When you're out and about and need a good pitch for your tent , you need to find it, not make it. Robust surfaces such as rocks, sand, gravel, grass or snow are well suited. You might also find a place where a tent was recently placed.
Stay on the trails and respect the space of wild animals, avoid littering and do not interfere with nature. Faeces should be buried at a sufficient depth. Be extra careful when starting campfiresSecure the fire, keep it small and avoid it altogether in dry and strong winds. Only use deadwood from the ground.
When we take down our tent in the morning and pack our things, we not only collect all our leftovers, but always try to take at least one more piece of rubbish with us to leave the place better than we found it.
Tip #5: Travel off-season
As always: the dose makes the poison. When thousands and thousands of tourists flock to one and the same place during the high season, this has a significant negative impact on the quality of life in the region. Not only do the people come togehter at crowded marketplaces and leave behind piles of rubbish on overcrowded beaches. In trendy cities like Amsterdam or Lisbon, a lot of living space is being converted into holiday apartments, which means that there is an increasing shortage of affordable living space. An unregulated market on platforms like AirBnb has also exacerbated the problem.
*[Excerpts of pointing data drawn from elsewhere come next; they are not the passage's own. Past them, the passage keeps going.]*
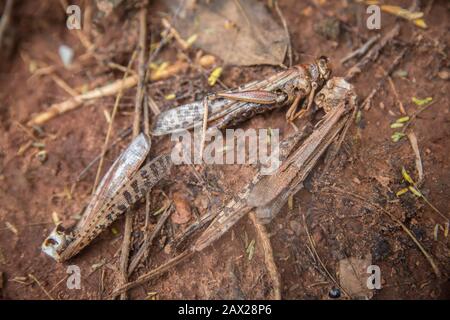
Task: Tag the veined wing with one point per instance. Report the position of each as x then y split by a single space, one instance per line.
128 194
121 171
189 115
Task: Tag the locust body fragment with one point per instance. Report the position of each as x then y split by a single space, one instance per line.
299 153
231 107
122 186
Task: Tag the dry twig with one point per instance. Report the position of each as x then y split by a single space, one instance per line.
124 257
4 21
268 256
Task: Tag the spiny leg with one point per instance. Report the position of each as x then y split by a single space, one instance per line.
312 93
293 108
205 125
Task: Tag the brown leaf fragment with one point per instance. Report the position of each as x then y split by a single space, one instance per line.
183 210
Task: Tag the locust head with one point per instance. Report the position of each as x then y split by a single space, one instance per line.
55 242
324 68
334 92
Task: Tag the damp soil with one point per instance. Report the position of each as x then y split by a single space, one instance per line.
34 189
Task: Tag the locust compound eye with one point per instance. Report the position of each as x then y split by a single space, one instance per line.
323 63
55 242
320 99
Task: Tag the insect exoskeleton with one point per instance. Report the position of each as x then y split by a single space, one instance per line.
55 242
335 91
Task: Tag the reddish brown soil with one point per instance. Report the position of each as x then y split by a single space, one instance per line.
369 165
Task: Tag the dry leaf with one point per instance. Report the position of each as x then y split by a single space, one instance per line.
353 277
183 210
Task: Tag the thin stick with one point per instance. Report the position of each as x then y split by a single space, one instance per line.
394 90
148 242
125 253
41 286
286 31
313 248
107 90
415 146
416 113
5 19
155 272
205 126
373 53
113 116
268 256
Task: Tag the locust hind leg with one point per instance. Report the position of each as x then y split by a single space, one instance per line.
302 112
293 108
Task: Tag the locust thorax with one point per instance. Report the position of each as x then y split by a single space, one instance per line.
56 242
334 92
324 68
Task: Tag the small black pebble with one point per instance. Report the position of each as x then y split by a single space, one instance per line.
334 293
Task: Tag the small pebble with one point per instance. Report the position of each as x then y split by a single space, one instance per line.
334 293
66 54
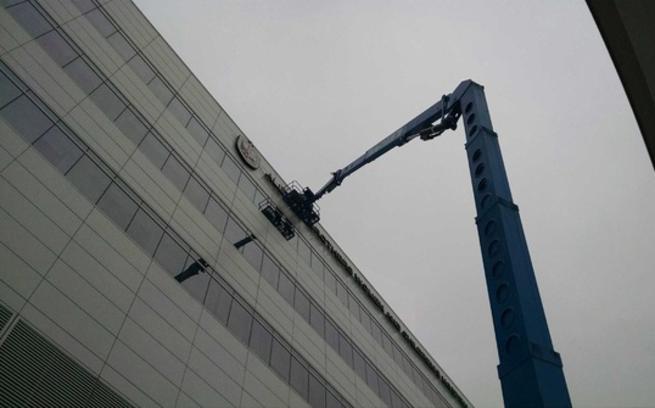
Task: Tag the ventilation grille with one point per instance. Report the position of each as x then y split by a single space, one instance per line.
34 372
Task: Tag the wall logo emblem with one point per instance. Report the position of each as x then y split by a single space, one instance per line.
248 152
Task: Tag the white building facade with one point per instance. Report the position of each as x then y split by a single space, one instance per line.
122 195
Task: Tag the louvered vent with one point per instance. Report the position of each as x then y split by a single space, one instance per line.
5 315
34 372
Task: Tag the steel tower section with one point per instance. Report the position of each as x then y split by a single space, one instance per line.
530 370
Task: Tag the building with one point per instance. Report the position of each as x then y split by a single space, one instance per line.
626 27
124 188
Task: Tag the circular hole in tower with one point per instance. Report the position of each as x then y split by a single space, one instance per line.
490 228
498 269
502 293
494 248
512 344
507 318
486 199
482 185
479 169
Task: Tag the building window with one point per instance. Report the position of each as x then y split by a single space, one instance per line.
88 178
280 360
117 205
239 322
26 118
128 123
218 301
83 75
260 341
145 231
57 47
299 378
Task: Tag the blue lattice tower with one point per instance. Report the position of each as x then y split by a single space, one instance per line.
530 370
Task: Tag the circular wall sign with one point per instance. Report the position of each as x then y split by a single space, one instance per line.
248 152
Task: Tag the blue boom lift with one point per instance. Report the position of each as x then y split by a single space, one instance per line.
530 370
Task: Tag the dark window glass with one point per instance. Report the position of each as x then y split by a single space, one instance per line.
118 206
197 194
121 46
196 285
301 304
270 271
58 49
247 187
396 402
58 149
239 322
359 365
142 69
372 378
88 178
397 356
83 75
179 111
376 332
345 350
175 172
353 306
231 169
331 335
342 294
108 102
317 320
331 401
145 231
286 288
330 282
299 378
100 22
26 118
30 19
259 197
8 91
216 215
253 255
170 255
386 344
154 150
233 232
260 341
280 360
317 266
84 5
365 319
385 392
160 90
215 151
316 397
197 131
218 301
303 251
128 123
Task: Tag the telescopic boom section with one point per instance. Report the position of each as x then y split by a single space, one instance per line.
446 110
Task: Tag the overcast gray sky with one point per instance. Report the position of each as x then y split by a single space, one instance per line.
313 84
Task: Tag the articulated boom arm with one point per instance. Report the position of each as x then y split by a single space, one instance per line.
446 110
530 369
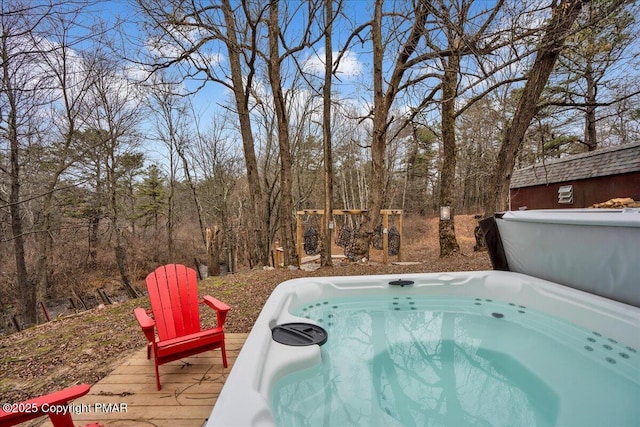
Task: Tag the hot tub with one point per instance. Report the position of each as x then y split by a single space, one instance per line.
495 343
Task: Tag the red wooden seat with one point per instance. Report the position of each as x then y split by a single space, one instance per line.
52 405
173 293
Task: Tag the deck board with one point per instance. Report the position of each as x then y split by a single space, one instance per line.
190 388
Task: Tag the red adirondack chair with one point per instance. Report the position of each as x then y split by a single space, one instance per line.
173 293
42 406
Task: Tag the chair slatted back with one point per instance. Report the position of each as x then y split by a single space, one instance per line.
173 293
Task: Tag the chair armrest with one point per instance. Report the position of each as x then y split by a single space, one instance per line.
146 323
35 408
220 308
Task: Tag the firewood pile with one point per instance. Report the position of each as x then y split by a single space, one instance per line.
618 203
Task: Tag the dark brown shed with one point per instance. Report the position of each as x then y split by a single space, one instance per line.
578 181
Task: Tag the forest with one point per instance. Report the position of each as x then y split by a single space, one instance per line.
127 129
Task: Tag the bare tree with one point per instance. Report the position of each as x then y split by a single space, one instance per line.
116 112
236 26
564 14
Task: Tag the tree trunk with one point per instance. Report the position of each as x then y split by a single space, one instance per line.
26 289
259 253
378 143
557 30
327 219
446 228
590 135
286 187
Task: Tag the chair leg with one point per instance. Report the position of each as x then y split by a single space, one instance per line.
157 374
224 355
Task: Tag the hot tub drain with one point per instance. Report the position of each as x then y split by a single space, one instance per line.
299 334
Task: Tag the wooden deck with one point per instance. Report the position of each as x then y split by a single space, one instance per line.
190 388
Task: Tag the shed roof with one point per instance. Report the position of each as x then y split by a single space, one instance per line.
606 161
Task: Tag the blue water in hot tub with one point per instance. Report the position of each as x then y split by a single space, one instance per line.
425 361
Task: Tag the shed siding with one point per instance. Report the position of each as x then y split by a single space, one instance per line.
586 192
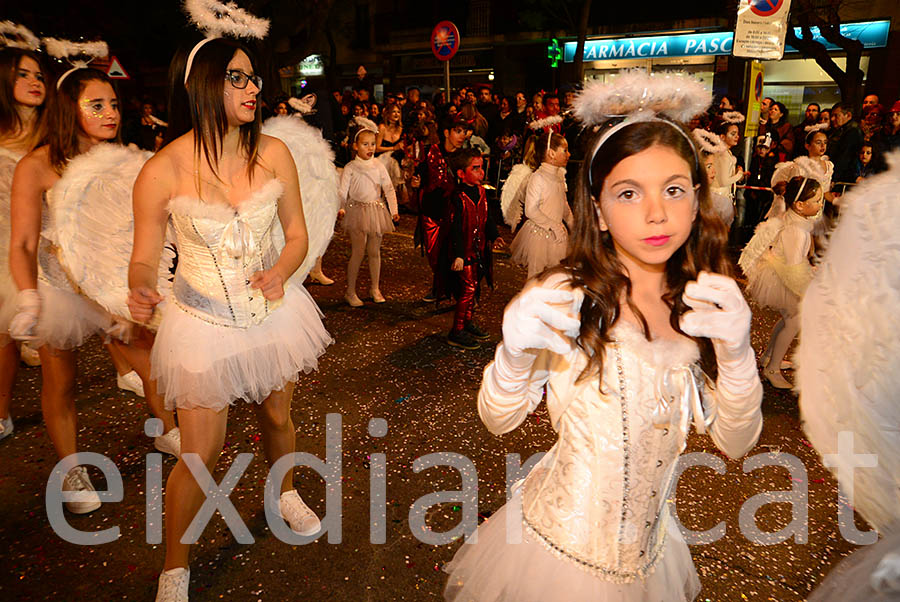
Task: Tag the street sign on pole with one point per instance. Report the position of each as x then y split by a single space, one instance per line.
444 44
761 28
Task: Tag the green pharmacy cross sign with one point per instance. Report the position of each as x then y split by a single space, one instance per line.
554 52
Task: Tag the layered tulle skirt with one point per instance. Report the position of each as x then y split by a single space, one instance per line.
369 217
198 364
537 248
494 570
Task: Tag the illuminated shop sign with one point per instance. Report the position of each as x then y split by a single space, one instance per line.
872 34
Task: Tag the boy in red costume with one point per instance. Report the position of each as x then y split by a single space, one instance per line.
470 238
437 187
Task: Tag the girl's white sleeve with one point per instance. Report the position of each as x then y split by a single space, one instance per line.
512 387
534 200
388 187
344 187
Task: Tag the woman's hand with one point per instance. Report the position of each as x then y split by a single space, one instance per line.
718 312
541 318
141 303
270 282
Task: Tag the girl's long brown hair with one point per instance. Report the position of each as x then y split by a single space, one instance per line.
64 128
11 126
205 90
593 266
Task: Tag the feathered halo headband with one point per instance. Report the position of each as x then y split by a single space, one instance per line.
635 96
546 122
14 35
364 125
734 117
216 19
708 142
78 54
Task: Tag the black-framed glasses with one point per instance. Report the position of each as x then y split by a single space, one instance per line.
239 79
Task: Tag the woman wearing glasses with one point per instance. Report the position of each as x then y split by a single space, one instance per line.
236 327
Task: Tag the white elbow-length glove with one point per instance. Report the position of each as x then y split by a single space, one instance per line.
720 312
538 318
28 310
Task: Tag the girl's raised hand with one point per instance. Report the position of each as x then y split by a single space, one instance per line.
141 301
541 318
718 312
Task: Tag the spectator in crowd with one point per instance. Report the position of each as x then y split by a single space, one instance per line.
810 117
781 131
844 142
888 139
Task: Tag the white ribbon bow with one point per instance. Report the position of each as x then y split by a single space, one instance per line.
237 238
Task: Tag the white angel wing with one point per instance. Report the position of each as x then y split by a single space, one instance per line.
848 360
92 224
763 237
512 196
318 184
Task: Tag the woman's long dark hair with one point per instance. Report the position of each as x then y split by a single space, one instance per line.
64 127
592 263
11 125
205 104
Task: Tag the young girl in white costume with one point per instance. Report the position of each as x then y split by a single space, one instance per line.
776 262
236 327
543 240
23 122
617 337
366 219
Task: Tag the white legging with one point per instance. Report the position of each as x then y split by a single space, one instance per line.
782 336
362 243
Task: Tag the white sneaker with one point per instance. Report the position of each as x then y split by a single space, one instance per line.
131 382
321 278
170 443
5 427
302 520
173 585
28 355
83 497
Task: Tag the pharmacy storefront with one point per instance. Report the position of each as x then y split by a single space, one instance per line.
792 80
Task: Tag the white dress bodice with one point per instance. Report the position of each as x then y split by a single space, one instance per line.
219 248
598 497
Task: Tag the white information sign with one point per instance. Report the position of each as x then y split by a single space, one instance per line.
761 28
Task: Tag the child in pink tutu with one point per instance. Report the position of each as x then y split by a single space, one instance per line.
366 219
619 337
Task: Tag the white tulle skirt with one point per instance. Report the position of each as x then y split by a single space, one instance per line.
766 287
369 217
493 570
198 364
852 580
537 248
67 319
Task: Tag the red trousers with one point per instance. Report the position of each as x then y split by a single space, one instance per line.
465 304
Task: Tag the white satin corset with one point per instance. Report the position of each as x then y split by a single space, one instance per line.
598 498
219 248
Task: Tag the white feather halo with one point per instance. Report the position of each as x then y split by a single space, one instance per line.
675 95
816 127
216 19
18 36
550 121
734 117
364 124
66 49
707 141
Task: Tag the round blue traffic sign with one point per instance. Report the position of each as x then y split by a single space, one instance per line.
444 40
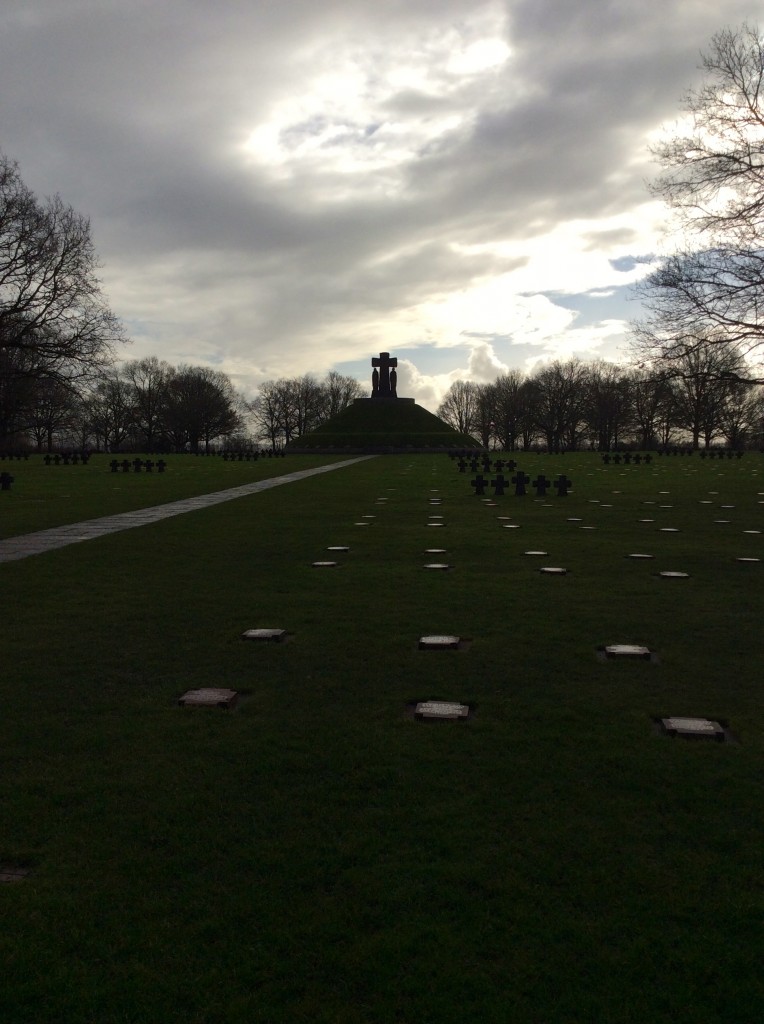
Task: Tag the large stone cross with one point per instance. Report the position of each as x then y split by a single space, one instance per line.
383 382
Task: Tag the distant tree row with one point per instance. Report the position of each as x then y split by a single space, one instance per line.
286 409
699 398
150 406
144 404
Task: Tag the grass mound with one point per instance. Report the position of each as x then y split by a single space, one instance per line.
316 855
370 424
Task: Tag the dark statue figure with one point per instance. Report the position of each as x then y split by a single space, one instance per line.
384 379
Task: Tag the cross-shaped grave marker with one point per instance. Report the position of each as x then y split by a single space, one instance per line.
541 483
562 483
519 480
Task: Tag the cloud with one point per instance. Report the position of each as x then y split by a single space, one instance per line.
282 188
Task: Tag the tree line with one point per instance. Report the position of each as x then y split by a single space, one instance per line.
692 380
698 399
150 406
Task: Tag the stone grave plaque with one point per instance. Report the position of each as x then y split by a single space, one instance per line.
12 872
273 635
627 650
439 642
440 710
209 696
692 727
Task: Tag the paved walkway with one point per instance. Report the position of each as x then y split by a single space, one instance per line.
47 540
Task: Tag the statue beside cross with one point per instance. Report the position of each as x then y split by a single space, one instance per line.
384 378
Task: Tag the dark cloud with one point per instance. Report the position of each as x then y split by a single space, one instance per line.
400 171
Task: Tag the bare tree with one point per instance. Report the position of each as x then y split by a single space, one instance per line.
704 380
202 406
150 379
653 404
459 408
713 179
559 392
339 392
51 306
607 406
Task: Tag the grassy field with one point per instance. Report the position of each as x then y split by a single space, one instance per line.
319 855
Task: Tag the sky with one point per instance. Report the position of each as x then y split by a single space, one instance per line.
287 186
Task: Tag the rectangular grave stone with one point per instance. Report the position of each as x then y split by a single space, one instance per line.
441 710
209 696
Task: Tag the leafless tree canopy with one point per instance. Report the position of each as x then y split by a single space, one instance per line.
713 180
54 321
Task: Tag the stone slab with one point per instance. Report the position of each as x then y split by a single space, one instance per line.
630 650
209 696
443 710
436 641
701 727
272 635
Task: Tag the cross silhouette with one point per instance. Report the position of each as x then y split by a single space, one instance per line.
519 480
385 364
562 483
541 483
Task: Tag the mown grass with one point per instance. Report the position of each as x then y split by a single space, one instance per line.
317 855
42 496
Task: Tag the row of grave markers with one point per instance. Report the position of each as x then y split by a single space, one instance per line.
449 711
520 480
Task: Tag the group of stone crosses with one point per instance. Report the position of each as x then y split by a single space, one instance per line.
136 465
520 480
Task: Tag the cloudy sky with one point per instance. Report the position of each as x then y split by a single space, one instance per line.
289 186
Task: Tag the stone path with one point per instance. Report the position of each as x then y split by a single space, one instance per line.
47 540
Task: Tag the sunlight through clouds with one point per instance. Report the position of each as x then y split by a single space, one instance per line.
283 188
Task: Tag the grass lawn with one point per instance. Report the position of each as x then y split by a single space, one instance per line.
317 855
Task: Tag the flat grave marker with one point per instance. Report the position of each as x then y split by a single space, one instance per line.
439 641
442 710
695 728
264 634
627 650
209 696
12 872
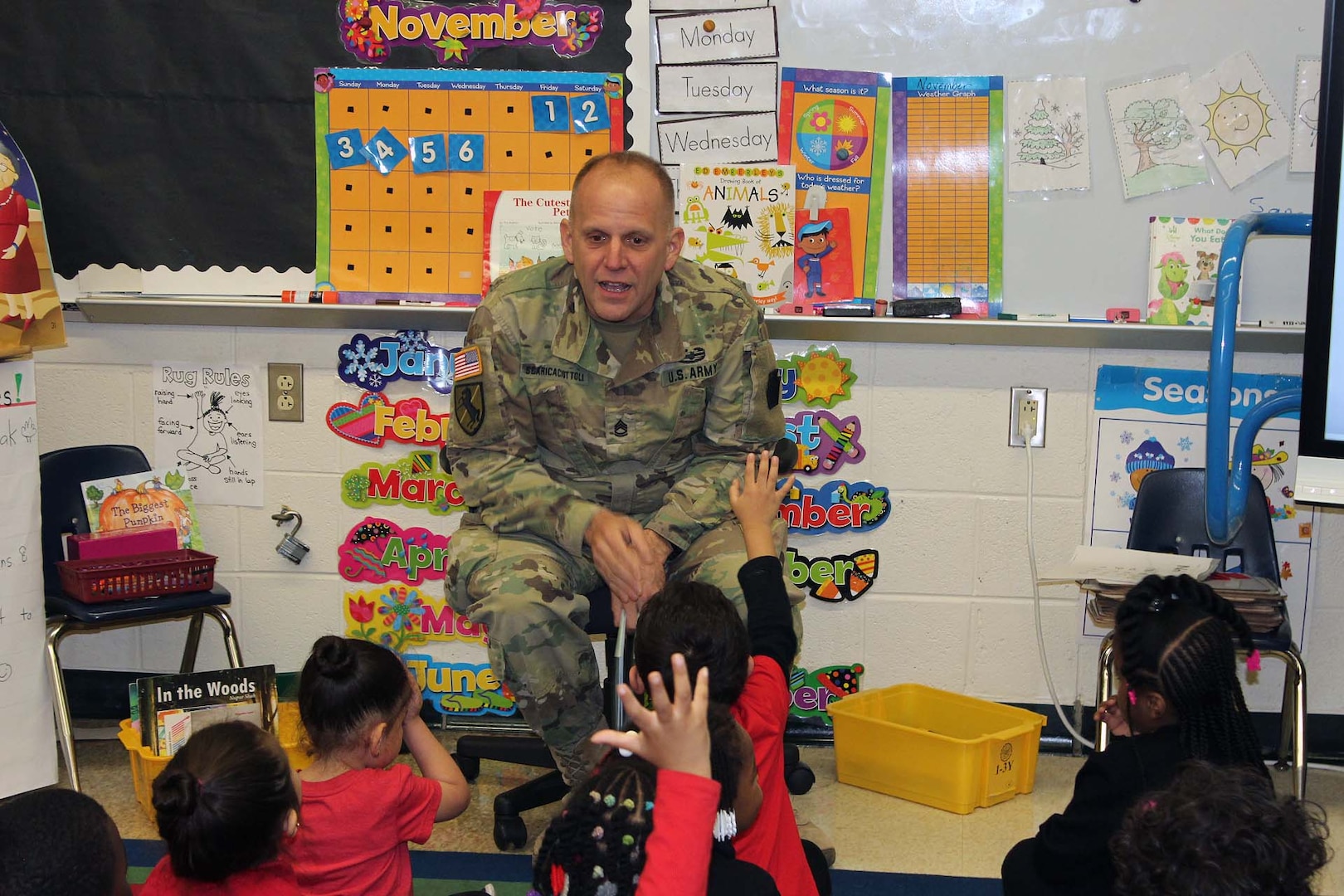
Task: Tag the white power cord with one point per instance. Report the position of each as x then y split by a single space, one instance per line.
1035 592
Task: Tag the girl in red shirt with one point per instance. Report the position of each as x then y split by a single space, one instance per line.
360 806
226 804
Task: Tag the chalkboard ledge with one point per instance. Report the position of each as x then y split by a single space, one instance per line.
242 312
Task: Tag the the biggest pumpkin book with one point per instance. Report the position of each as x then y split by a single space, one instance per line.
139 500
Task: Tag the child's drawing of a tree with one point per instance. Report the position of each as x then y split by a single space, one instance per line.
1070 134
1155 127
Those not traveling with school-age children should consider avoiding the busy summer months. Not only to escape from mass tourism, but also to defuse the problems mentioned above. Off-season travel gains in authenticity and more local life takes place on the streets. Those who travel countercyclically enjoy more spontaneity and real life on site. You might even save some money that you can invest in delicious cocktails or the like!
Tip #6: CO₂ Compensation
We generate carbon dioxide with every type of combustion – whether in a car, bus, ship or plane. An interesting option is CO₂ compensation through climate protection projects. A possibility that is often mentioned in the context of air travel but of course is also appropriate for a cruise or road trip ! The links lead to a calculator by myclimate, that calculates the greenhouse gases of a trip and the costs of compensation.
Tip #7: "Do good and talk about it"
This should not only be a phrase, but ultimately also have a positive effect. We believe that certain environmental and social issues continue to receive too little attention and too few to contribute to change for the better. We would like to motivate everyone to also talk about their efforts to tackle current problems! We all should have an interest in the fact that we and future generations can experience the fascination of travel and not just find scorched earth. Traveling is an elementary part of international understanding and helps to break down (racist) prejudices. Be open and attentive in everyday life and on your travels. Dare to try something new and get out of your comfort zone. Inspire others to travel green, fair and local too!